Few people visit Tibet (or at least one of the Tibetan fiefdoms) only once in their life, and what keeps them coming back is the warmth, gentleness and compassion of the Tibetan people. A nation kept in chains, they maintain a positive outlook, politeness at all times, and utter devotion to their religion.
The smiley charm of their spiritual leader the Dalai Lama is not restricted to enlightened monks or reincarnated lamas. And it’s this typically Tibetan characteristic that has single-handedly won them support across the western world. From Richard Gere, to Pierce Brosnon and the Beasty Boys, not to mention the thousands of travellers who have visited Tibet, Ladak, Sikkim, Bhutan or Dharamsala, you would not be the first to be moved and inspired by the tenderness of the Tibetan people.
Spend a morning at the Jokhang temple in Lhasa, and you’ll see hundreds of Tibetans from across the country (recognisable by their traditional dress) as they stagger the final few steps of their often arduous pilgrimage to the temple. Many old or decrepit, such is their continuing devotion that it’s not unusual for them to walk and/or prostrate themselves hundreds of miles from their villages to the holiest temple in Tibet, sometimes taking years to do so.
Whilst the people of Lhasa are becoming used to tourists, and in some cases learning the scams so predominant in India and Nepal, in the small towns and villages across the country you’ll encounter nothing but welcome curiosity.

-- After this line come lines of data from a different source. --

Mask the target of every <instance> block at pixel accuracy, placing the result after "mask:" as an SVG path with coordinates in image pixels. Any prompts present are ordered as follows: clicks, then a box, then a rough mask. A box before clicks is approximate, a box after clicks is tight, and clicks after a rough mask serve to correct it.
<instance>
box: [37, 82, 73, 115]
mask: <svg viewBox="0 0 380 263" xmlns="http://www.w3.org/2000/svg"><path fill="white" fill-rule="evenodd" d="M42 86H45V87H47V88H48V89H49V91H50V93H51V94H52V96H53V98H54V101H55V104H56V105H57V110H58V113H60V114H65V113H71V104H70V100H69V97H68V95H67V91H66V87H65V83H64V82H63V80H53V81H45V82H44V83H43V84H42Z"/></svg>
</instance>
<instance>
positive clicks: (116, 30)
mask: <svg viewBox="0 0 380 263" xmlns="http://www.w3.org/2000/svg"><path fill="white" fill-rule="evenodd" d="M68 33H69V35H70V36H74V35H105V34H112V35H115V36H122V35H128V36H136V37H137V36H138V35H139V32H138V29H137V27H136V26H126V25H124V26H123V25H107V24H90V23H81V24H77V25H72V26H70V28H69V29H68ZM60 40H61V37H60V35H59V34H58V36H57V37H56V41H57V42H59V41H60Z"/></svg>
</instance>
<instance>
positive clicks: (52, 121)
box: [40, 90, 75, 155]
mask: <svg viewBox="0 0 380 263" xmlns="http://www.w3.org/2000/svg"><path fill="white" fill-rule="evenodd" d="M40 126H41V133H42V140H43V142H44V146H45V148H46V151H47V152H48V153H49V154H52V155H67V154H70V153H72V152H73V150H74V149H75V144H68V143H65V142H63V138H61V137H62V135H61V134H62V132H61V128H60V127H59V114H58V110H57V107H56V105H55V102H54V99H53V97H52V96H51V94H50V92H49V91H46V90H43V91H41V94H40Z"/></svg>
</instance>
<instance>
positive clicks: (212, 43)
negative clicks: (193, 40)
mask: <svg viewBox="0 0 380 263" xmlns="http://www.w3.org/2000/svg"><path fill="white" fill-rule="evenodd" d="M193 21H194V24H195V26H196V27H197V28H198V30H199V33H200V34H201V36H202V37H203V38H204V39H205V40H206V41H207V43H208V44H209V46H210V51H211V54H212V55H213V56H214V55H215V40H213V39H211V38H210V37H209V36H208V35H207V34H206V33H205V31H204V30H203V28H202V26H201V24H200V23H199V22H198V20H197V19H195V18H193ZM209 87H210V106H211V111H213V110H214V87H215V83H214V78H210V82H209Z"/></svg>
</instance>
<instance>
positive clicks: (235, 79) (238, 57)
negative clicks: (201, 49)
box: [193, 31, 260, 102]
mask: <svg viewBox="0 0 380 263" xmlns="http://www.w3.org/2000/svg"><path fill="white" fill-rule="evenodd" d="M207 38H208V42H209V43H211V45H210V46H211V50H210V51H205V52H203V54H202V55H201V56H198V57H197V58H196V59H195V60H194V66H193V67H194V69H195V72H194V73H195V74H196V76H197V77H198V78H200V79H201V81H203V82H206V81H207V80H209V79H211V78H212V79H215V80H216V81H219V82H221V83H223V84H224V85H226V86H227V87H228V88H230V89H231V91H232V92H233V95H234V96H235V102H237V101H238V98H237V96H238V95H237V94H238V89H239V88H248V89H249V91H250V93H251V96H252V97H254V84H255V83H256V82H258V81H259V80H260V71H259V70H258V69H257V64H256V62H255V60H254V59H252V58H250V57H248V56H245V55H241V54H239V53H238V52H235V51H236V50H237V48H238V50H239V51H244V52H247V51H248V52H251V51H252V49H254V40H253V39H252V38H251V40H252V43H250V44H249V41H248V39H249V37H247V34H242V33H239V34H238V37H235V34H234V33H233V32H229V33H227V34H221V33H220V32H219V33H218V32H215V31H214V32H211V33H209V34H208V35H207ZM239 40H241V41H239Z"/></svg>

It’s not unusual for whole groups of locals to gather round you and just stare. Not with the condemning or judgemental eyes you may have come across in parts of the Middle East, but with a kind of innocent bewilderment, or just flat-out gob-struck awe.
It would be inaccurate to talk about the people of Tibet without mentioning the Han Chinese, the dominant Chinese ethnic group who rightly or wrongly inhabit the country. In some places, such as Lhasa, they outnumber the Tibetans by as much as 3 to 1. The vast majority of them are also extremely pleasant, and despite their tendency to shout a lot, spit everywhere, eat dogs, and urinate in public, they are essentially decent human beings.
It would be unfair to judge them by the politics of their government, and/or the often appalling behaviour of the officers and officials to whom Tibet is left to be governed. The Chinese are also poor and most inhabitants of Lhasa come to carve out a better life for themselves and their families, and know little about the Tibetan history other than the propaganda with which their government feeds them.